Utilities are typically estimated for specific health states and are used to weight the time in such health states. Consequently, a utility value for a specific state is typically considered “timeless,” that is, utilities are usually assumed not to change with time spent in a health state [47]. As a reflection of this, the duration of time spent in a probe health state is not specified in the classical standard gamble [5]. For MESCC health states, we were concerned that the most severe health states would connote poor survival and therefore confound the measurement of HRQoL using the standard gamble with quantity of life. To alleviate this difficulty, we explicitly stated a 5-year duration for each health state, which was the longest survival observed in a randomized controlled trial of treatments for MESCC [27]. This approach has also been used in other utility valuation studies for cancer health states [48]. This modification to health state descriptions should not affect results because the standard gamble (and all other utility-elicitation methods) relies on the “utility independence” assumption [49]. Under this assumption, if a health state has a utility of \(x\), the utility of this health state for 5 years should still be \(x\). Unfortunately, a systematic review concluded that individuals tend not to satisfy the utility independence assumption with no consistent pattern of violation [50]. We are unaware of any algorithm to convert utilities for fixed period of time to “timeless” utilities. Consequently, the utilities measured in this study may not be directly comparable to utilities obtained using the classical standard gamble.
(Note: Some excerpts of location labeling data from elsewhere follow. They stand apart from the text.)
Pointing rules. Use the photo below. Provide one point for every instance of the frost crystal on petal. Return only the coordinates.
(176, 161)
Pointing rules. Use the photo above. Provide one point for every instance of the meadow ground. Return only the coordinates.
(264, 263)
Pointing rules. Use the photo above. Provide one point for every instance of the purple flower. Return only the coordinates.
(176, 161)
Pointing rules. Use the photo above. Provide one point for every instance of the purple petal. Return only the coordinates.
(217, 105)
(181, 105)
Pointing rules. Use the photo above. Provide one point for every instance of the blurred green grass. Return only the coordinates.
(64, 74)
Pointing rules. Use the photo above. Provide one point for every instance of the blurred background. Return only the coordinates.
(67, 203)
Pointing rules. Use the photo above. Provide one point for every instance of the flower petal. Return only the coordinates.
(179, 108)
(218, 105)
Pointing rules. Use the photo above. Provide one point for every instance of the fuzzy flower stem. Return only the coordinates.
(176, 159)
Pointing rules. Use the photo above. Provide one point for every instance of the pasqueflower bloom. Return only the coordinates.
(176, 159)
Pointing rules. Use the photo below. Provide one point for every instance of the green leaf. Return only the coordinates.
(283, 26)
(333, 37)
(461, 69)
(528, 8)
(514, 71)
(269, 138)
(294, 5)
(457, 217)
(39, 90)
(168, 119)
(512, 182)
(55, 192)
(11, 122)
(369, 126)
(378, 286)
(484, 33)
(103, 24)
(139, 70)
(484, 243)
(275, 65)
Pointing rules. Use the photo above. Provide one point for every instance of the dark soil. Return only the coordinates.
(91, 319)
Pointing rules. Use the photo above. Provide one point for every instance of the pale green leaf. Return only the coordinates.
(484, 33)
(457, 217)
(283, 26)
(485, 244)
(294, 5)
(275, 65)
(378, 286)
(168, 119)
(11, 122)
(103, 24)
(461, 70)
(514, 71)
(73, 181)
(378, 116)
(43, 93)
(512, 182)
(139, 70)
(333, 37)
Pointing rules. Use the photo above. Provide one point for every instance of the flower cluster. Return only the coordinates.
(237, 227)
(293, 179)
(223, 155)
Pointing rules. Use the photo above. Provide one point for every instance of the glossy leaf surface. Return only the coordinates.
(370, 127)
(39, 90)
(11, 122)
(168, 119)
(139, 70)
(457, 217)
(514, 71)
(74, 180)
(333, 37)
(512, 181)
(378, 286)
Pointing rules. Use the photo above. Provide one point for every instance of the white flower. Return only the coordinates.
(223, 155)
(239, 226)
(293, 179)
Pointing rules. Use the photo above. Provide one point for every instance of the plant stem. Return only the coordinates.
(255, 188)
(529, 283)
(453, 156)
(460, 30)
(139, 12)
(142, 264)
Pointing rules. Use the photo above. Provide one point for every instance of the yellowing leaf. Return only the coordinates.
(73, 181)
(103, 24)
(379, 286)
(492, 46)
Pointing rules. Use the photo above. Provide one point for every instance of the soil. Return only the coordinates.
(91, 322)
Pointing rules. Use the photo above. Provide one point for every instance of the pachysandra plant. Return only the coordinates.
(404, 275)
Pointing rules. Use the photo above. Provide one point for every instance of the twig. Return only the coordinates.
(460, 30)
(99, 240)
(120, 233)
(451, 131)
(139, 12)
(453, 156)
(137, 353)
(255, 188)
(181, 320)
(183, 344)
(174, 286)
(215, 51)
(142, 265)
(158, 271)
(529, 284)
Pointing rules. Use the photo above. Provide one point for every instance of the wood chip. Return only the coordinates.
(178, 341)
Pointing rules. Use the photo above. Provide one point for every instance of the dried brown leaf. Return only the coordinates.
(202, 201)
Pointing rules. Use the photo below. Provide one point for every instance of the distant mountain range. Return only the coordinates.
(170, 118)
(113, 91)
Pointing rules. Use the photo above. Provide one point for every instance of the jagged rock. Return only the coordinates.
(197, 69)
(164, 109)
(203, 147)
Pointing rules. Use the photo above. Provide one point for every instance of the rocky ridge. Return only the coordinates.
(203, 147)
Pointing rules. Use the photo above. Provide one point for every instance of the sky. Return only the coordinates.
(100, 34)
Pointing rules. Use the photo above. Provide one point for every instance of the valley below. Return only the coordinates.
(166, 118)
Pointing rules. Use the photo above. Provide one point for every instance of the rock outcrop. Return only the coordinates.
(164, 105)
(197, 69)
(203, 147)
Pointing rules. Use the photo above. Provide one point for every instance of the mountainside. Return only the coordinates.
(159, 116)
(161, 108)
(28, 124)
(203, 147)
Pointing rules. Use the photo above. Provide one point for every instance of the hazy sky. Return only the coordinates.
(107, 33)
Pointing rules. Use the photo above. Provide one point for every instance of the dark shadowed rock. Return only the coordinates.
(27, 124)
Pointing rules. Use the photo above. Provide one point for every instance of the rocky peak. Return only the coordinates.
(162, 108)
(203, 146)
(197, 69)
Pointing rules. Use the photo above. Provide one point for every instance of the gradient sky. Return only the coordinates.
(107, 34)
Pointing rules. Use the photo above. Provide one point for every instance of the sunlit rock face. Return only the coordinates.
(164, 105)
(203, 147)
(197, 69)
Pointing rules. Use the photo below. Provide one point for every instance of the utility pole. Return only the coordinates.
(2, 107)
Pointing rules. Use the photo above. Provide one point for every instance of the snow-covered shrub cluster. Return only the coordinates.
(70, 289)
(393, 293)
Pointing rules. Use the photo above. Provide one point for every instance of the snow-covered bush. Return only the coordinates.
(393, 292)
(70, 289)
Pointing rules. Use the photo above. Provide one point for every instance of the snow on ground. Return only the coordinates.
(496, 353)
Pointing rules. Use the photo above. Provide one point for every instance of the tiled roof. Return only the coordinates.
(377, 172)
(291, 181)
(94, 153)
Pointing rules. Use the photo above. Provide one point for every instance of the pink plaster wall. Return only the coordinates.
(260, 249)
A strength of our study is that we built on the work conducted by the EORTC MESCC working group to ensure the attributes in the MESCC module were appropriate and representative of the MESCC disease process. A limitation of our study is that we did not assess criterion validity by comparing utilities obtained by SOAP MESCC and a “gold standard” [32]. This could be done by having patients with MESCC value their own health using the SOAP MESCC module and comparing these utility valuations with those derived from a generic health questionnaire. We did not have the resources to conduct such a study. Furthermore, measures of logical validity, reproducibility, and responsiveness are more relevant than MESCC criterion validity to investigators considering developing modules for new diseases.

To our knowledge, this is the first validated open-source, web-based, self-directed utility valuation module. For the first application of the SOAP platform, we developed a module for MESCC health states. We have demonstrated the SOAP MESCC module is valid, reproducible, and responsive for obtaining ex ante utilities. Considering the successful psychometric validation of the SOAP MESCC module, other investigators can consider developing modules for other diseases where direct utility valuation is needed.